Postscript to Dance in Vienna

This is a postscript to Part 1 of the historical series completed yesterday. This was originally a very long footnote to the first sentence: “What Schubert found when he began composing waltzes about 1812 was not a simple, innocent country dance, as it is sometimes portrayed in an attempt to put as much distance between mass art and high art as possible.”

The literature has many examples of the damage done to style studies of nineteenth century and twentieth century music when mass art is ignored, but Leonard Meyer offers a particularly egregious instance that makes the point with unusual clarity. Meyer examines "the fortunes of the cadential 6/4 progression[,] tracing its rise and demise" (250). In the course of this, he points to the familiar notion of Romantic ideology as favoring the anti-conventional, and thus he says, quite plausibly, that Romantic values, which favored endings that are "gradual, continuous, and open," militate against such a clichéd and emphatic ending gesture as the cadential 6/4:
The very sonic salience that made the cadential 6/4 progression such a forceful signal made it seem routine and commonplace–a bit blatant.

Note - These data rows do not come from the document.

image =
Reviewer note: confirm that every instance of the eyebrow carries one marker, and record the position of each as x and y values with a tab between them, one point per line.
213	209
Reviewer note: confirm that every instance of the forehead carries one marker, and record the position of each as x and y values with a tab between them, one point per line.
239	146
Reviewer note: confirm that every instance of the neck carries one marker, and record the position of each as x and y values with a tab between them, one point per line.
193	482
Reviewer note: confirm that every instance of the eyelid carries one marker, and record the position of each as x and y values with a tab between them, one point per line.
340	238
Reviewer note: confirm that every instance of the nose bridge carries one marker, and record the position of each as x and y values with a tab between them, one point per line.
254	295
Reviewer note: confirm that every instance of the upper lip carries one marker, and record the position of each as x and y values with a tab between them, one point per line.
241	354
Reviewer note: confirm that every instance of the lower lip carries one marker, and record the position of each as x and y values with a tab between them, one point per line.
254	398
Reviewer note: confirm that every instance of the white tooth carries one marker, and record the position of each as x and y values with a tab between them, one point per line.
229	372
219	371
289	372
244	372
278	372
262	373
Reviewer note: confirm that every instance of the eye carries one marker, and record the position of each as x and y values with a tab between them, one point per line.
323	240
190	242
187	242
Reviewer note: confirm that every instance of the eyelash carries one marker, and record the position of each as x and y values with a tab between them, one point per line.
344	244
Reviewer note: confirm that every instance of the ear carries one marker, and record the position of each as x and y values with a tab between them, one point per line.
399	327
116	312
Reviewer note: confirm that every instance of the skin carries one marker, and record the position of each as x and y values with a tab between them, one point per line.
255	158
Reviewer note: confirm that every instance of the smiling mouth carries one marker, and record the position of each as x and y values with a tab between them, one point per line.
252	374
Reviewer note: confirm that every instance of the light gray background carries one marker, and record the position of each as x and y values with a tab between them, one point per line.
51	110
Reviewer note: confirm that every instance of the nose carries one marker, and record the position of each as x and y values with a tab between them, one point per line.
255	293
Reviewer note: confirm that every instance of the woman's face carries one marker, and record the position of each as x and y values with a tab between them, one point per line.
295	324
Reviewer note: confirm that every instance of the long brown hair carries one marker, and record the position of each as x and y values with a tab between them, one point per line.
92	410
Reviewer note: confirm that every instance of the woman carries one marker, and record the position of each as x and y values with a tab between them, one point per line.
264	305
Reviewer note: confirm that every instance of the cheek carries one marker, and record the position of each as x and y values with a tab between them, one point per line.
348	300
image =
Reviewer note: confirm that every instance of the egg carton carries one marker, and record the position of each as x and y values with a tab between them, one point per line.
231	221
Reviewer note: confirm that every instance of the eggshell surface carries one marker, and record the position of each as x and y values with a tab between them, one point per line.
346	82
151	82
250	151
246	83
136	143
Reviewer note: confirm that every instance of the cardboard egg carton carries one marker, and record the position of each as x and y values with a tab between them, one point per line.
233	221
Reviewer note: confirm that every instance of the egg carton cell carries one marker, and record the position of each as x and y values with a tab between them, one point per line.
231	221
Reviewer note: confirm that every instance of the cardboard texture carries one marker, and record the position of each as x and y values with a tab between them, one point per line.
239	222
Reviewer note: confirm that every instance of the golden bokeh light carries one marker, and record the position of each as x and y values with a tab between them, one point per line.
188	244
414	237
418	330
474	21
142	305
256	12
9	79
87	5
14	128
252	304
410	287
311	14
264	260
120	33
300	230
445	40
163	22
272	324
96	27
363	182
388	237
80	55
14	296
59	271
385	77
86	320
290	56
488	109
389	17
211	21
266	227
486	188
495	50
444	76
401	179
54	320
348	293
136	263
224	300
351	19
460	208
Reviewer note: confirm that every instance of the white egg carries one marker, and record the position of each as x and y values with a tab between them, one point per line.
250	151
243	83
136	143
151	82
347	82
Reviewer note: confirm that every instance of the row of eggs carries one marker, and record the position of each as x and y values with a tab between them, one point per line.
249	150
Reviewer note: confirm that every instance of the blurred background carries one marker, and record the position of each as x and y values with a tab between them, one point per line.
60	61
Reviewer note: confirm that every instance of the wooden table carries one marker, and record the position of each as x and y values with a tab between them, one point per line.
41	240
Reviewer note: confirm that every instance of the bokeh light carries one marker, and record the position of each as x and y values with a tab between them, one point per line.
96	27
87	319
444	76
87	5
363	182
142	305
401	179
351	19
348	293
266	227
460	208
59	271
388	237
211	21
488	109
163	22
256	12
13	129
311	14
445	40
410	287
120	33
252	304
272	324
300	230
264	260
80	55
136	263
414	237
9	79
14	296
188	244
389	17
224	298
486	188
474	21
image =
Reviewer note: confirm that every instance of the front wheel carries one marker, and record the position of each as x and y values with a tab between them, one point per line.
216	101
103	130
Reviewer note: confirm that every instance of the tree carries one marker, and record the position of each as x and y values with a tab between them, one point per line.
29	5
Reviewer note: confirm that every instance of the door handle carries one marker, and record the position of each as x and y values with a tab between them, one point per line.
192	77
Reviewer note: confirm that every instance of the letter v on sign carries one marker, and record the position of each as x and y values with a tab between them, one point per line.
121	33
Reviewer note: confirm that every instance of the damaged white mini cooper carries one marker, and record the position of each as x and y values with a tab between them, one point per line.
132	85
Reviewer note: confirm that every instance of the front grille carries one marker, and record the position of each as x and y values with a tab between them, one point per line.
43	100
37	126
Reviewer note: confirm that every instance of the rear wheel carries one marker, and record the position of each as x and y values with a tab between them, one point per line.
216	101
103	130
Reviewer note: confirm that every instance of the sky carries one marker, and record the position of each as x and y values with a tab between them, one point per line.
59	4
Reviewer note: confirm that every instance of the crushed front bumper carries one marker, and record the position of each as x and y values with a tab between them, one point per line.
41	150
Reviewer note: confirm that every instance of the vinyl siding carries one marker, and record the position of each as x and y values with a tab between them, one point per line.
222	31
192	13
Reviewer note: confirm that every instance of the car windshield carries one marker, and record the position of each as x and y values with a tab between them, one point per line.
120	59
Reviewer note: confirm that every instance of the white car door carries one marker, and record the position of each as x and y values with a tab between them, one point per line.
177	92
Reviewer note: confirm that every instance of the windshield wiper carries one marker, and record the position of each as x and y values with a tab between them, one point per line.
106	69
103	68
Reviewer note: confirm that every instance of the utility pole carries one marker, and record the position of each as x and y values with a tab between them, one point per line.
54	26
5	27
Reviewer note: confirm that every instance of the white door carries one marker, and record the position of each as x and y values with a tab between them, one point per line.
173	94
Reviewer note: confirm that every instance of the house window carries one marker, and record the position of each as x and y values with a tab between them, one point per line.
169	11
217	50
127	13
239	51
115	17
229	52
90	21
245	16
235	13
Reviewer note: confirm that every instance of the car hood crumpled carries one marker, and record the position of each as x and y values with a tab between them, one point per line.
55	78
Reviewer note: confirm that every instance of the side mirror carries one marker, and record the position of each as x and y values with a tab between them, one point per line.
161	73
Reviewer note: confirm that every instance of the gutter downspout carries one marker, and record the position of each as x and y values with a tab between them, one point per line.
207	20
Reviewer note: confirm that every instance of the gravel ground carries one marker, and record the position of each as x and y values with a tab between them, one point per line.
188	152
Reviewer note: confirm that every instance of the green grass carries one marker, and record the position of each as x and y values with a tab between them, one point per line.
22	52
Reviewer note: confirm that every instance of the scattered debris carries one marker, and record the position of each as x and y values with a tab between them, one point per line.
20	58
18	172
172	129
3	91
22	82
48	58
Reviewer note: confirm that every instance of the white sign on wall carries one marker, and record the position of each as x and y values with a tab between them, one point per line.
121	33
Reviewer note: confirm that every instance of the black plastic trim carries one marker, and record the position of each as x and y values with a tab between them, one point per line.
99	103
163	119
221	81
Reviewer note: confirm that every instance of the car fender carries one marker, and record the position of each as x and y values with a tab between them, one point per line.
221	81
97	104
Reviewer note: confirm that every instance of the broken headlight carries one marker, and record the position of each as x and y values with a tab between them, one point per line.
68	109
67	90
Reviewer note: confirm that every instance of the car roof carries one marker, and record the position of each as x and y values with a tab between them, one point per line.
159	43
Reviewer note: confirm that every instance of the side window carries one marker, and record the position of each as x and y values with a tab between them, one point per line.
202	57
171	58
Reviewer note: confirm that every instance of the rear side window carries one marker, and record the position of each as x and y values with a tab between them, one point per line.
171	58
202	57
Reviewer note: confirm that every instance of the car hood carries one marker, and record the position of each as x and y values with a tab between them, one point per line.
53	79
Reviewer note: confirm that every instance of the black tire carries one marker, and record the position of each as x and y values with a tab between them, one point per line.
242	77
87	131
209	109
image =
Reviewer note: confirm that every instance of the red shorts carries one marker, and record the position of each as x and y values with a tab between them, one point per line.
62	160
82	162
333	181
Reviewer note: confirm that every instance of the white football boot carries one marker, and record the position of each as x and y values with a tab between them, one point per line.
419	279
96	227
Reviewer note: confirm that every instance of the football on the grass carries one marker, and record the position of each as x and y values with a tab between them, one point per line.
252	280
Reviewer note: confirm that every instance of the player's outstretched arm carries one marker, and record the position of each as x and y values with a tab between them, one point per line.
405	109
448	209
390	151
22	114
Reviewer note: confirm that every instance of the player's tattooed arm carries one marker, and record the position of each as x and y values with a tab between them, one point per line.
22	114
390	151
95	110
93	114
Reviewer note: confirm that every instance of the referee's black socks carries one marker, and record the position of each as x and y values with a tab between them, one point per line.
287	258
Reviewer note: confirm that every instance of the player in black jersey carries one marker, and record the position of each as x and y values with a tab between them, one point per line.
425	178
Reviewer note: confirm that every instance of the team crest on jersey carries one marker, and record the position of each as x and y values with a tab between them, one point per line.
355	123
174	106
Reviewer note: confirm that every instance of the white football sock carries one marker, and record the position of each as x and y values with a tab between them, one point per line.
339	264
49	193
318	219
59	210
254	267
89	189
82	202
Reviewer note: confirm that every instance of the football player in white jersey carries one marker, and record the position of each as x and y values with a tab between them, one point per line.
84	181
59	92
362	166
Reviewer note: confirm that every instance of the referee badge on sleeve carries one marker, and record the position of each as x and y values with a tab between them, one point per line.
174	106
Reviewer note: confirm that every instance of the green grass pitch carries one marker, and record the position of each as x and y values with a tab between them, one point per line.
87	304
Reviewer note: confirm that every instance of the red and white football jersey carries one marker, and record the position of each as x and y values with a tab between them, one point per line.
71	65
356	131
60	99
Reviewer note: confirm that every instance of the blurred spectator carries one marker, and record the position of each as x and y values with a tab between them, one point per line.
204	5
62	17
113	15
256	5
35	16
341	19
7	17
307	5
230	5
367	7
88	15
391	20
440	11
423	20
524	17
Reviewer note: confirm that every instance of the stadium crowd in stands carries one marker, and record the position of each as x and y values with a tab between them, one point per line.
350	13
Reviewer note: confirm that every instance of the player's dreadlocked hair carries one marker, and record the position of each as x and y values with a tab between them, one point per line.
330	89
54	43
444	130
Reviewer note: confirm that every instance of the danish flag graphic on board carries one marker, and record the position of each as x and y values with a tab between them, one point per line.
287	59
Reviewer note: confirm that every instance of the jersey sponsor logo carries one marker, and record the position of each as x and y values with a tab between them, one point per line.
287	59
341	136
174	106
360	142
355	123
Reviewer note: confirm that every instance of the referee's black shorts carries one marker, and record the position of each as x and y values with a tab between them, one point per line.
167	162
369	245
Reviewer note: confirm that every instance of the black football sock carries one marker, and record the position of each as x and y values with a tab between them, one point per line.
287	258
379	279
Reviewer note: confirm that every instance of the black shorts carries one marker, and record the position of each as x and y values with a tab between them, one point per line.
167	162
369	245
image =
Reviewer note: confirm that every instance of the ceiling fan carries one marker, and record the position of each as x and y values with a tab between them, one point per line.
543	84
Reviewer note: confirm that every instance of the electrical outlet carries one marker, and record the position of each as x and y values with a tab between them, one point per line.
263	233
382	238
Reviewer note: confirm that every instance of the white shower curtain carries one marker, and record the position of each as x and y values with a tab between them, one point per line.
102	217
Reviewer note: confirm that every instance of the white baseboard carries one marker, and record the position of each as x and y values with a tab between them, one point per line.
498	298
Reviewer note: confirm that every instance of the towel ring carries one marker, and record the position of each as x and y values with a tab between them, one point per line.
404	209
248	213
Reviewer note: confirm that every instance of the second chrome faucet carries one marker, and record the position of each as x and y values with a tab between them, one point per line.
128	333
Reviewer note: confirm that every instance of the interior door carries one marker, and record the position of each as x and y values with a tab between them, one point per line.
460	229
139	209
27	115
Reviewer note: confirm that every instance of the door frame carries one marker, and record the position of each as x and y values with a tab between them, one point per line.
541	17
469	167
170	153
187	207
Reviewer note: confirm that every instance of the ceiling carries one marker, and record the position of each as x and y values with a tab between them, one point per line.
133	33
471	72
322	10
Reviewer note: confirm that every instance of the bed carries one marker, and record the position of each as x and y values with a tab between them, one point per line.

This is one reason why, as the years passed, the cadential 6/4 progression was less and less frequently chosen by composers (248).
Meyer's statistics come from pieces included in The Norton Scores anthology (a pedagogical collection), and his conclusions, although broadly correct for the repertoires involved (if one ignores Brahms and Bizet), are nevertheless useless as generalizations about all the musics of the period concerned. Meyer claims that, by the last quarter of the nineteenth century, "[t]he cadential 6/4 progression . . . continued to be used in popular music and in the music of somewhat conventional composers" (250). It was employed "by composers of a more adventurous kind" only for special purposes.

It is true that Johann Strauss, jr., for one, was quite fond of the cadential 6/4 (and often displayed it prominently, stretched over several bars): my own quick survey shows that the ten strains in five waltzes use this chord 4, 8, and 6 times, respectively, in opuses 314, 325, and 340. Schubert, on the other hand, rarely used it in his dances: for example, in the waltzes of D. 779, nine times in 68 strains; in D. 681, only once in 16 strains; in the ecossaises of D. 421, 511, and 529 combined, ten times in 30 strains; in D. 781, three times in 22 strains. Johann Strauss, sr., was equally disdainful of the cadential 6/4: there are twelve appearances in the forty strains of opuses 201, 213, 218, and 230, combined. Josef Lanner was even more parsimonious: six appearances in sixty strains for the five opuses 19, 20, 40, 42, and 46.

Thus the dance repertoire completely upends Meyer's claim: in fact, the Romantic "extinction" of the 6/4 had already occurred in this popular music by the early 1820s. The chord had to be restored in the music of the mid-century, in the case of the younger Strauss, probably because of the space provided by longer sixteen and thirty-two bar strains, but equally also because of the greater volume and dramatic effect, useful in music for the larger orchestras and venues for which Strauss normally composed.

Reference:
Meyer, Leonard B. The Spheres of Music: A Gathering of Essays. Chicago: University of Chicago Press, 2000.